名もなき湖畔にて

彼が大好きな鮮魚店のすぐ横を流れる川。この川を数km遡るところに調整池がある。周囲2km程度の池で、ぐるりと池の周りを周遊できる遊歩道がある。

彼は気持ちのいい気候な日、自由な時間ができるとその調整池に向かった。

調整池の周りには高い建物がなくて、日々生活している時には実感できない空の広さが感じられる。その場のもつ開放的な空気感に惹かれている。

正規の遊歩道(幅1mから1.5m程度の砂利道)から時折、脇道として藪の中に細く踏み固められた道を見かける。

いわゆる獣道。獣なんてほとんどおらず(猫くらいか)、モノ好きのランナーやバードウォッチャーなんかがよりワイルドな道を求めて分け入り、踏み固めてできた道だ。

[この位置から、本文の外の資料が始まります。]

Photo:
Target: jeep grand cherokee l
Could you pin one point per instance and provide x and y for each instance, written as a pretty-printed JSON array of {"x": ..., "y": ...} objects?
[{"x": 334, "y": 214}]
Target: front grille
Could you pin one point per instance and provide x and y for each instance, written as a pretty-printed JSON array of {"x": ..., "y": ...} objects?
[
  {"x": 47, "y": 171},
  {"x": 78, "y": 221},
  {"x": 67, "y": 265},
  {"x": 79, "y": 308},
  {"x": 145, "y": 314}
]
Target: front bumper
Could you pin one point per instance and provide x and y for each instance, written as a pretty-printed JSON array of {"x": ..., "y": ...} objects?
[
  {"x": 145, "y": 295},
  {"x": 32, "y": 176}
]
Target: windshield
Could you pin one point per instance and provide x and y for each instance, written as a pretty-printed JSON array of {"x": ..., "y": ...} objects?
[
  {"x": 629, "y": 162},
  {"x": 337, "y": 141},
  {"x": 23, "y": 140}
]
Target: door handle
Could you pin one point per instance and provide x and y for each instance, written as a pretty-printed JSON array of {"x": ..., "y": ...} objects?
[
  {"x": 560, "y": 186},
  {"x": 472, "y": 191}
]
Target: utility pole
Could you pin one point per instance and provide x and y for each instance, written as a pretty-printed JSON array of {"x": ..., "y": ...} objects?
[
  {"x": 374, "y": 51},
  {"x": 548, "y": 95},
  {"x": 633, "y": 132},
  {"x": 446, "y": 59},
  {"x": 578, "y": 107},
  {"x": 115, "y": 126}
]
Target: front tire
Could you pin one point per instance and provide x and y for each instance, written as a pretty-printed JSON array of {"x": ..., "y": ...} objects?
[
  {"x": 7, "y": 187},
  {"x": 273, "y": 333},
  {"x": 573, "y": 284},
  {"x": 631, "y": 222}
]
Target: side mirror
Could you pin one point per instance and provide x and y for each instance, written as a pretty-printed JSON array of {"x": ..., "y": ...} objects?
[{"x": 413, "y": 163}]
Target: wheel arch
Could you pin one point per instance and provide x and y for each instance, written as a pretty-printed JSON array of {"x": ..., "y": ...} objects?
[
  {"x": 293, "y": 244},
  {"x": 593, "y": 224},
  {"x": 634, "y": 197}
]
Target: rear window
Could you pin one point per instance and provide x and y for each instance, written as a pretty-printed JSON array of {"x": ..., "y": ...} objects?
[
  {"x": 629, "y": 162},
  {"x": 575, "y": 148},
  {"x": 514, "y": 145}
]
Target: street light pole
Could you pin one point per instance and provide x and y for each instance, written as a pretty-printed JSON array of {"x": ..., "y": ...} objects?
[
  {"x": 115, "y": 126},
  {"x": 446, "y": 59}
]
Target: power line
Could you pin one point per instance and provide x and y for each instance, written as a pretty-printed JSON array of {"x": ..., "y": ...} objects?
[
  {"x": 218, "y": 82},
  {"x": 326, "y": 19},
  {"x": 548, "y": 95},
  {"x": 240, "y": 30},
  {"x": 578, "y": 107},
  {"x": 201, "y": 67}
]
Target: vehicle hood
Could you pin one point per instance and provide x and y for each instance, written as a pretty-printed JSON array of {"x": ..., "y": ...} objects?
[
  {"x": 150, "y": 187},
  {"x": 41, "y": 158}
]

正式な公園ではないし、駅から遠いし、正式な駐車場もないので、所謂ヨソから人がやってくる「お出かけスポット」ではない。

だから、台風一過の秋晴れの週末であっても人影ば疎らである。

ましてや獣道なんて、正規の遊歩道と比べて通る人の数は1/50程度だろう。とにかく誰も通らないし、どっぷりと池や木々に囲まれて、非日常な瞬間を楽しめる。

この場所が家の近所にあってよかった。

ちなみに、もちろん近所に海があれば最高だ。でも川や池や湖もいいなと再認識した。水面に映る空の景色を楽しめるから。